Emojis are represented by a Unicode string, a little like alternative text. If you are curious, about what Emojis sound like when read out by a screen reader, check out this video by the amazing Molly Burke:
Tips for using Emojis
- You can use Emojis but don’t use them to replace meaning. If you are conveying that something is ironic or conveys a certain emotion, make sure there are other unambiguous ways of understanding this context.
- Don’t overdo it: imagine, every single time you use an emoji, the description is read out. That can become very verbose if you are using the emoji in question not once but 6 times to make sure people really get you
- Test visibility on light and dark mode: Some emojis, like the white heart ( 🤍 ) will be really difficult to see on a light background, others, like for example the dark moon ( 🌚 ), will be difficult to read on a darker background
- Stay away from emoticons (e.g. : ) ) - it will read out: “colon parentheses”, which will be really difficult to decipher as a smiley face.
Beyond the Web: Accessible Presentations
Consider a diverse audience when planning the content of your presentation and rehearsing it.
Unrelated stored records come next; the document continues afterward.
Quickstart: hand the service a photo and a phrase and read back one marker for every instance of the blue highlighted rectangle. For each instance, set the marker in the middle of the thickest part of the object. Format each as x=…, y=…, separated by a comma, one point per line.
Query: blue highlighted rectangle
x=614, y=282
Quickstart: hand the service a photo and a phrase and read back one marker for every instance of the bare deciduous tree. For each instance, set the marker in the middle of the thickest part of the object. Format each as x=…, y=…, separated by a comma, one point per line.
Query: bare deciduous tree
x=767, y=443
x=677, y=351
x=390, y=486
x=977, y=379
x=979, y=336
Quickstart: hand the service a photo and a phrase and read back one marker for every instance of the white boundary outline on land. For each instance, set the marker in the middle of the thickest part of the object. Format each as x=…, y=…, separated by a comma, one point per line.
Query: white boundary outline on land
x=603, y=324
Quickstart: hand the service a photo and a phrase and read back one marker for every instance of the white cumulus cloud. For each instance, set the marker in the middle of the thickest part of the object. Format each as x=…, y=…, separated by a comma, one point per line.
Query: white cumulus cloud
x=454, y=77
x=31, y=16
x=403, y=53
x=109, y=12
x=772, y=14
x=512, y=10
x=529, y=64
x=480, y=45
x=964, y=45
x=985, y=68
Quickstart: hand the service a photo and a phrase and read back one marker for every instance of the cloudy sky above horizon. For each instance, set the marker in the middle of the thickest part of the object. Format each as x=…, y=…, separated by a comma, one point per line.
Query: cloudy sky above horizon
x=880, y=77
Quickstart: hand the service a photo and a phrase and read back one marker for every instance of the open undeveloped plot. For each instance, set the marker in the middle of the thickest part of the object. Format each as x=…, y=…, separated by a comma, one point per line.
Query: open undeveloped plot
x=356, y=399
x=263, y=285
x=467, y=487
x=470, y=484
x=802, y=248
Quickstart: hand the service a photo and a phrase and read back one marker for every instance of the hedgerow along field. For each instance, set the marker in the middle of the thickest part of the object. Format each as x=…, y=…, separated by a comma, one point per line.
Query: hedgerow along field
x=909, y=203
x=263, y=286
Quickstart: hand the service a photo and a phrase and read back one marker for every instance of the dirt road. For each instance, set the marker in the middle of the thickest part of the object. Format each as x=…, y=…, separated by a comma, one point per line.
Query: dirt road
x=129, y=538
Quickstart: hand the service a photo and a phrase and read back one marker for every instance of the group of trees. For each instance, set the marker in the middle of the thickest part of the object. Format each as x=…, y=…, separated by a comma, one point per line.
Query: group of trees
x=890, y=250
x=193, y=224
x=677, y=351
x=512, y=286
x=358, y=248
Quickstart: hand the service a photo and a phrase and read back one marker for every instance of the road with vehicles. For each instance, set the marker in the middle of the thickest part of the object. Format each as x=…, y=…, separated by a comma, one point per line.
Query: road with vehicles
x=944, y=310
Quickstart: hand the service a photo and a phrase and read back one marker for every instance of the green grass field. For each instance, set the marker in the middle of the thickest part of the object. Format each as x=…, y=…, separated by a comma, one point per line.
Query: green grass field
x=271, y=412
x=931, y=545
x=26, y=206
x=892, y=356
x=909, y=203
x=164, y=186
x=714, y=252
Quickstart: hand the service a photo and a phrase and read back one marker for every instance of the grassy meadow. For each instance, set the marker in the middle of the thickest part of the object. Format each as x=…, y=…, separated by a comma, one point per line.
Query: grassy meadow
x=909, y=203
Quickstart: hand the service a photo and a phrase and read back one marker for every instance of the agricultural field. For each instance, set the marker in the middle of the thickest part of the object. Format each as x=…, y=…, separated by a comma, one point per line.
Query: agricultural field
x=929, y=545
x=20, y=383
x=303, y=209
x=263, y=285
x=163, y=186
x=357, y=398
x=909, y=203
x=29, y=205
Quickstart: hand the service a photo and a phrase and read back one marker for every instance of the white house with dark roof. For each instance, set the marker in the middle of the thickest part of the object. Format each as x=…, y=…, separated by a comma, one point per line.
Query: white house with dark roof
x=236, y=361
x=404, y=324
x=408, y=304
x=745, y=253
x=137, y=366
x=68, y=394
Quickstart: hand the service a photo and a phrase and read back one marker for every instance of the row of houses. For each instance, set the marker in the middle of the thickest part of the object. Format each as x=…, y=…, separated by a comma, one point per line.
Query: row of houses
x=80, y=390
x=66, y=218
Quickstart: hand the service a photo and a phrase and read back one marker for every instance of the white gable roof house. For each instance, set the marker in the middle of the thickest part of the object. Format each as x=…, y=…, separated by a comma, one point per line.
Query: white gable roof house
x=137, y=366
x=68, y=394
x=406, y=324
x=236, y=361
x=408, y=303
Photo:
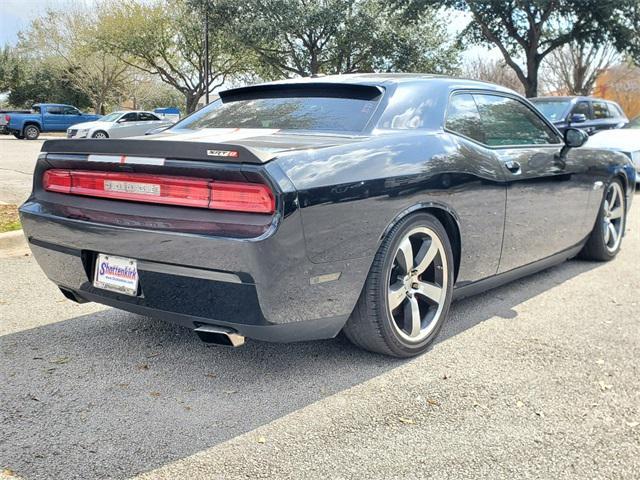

Again, much of what is also applied to other kinds of content is applicable here: Color Contrast, captions for video, Accessible fonts, and sufficient font size - all your “Accessibility Basics”, if you will. But there are a few things that might differ slightly, or are more important when it comes to accessible presentations:
- Consider sharing your slides with your audience, for example via a QR code on your first slide - this way, they can move through it at their own pace, zoom in, and use a screen reader, braille device, or any other form of assistive technology.
- Stay away from flashy effects and transitions. They distract the audience from your key points during the presentation and might be really uncomfortable for some.
- Inclusive language: When rehearsing, think about the words you use to explain your topic. Are you including everyone in the way you speak about certain things? Are you maybe using phrases that could be adjusted? Are you describing visuals - or are you assuming everyone can see them clearly? Can you make a point of breaking down complex or abstract topics so that they are easier to understand for your audience?
- Ensure the question and answer period is accessible. If there is a microphone for questioners, make sure they use it. Otherwise, repeat the questions so everyone can hear them - this is also crucial if you are presenting in a hybrid format, as sometimes the mic for questions isn’t used for the stream.
- This is very general advice, but slides are easier to comprehend if not too much is going on there - try to stick to one point and visual per slide. If you can’t limit yourself, make sure to highlight the point you want your audience to focus on, for example by making it larger or through arrows.
Powerpoint even has an Accessibility Checker which can help you review the accessibility of your slides and adjust accordingly.
(Digital) content is everywhere - which is why it’s all the more important to make sure it is inclusive to a diverse audience. Whether it's ensuring web content meets WCAG guidelines, captioning videos for broader comprehension, or structuring presentations with screen reader users in mind, the possibilities are as vast as the impact.
As content creators, it’s within our power to lower the threshold and open our content up to a wider audience - one step at a time.
Considering Web Accessibility can be overwhelming - especially upon first learning about it, but don’t worry: small steps already have a big impact, and it’s better to get started than wait for perfection.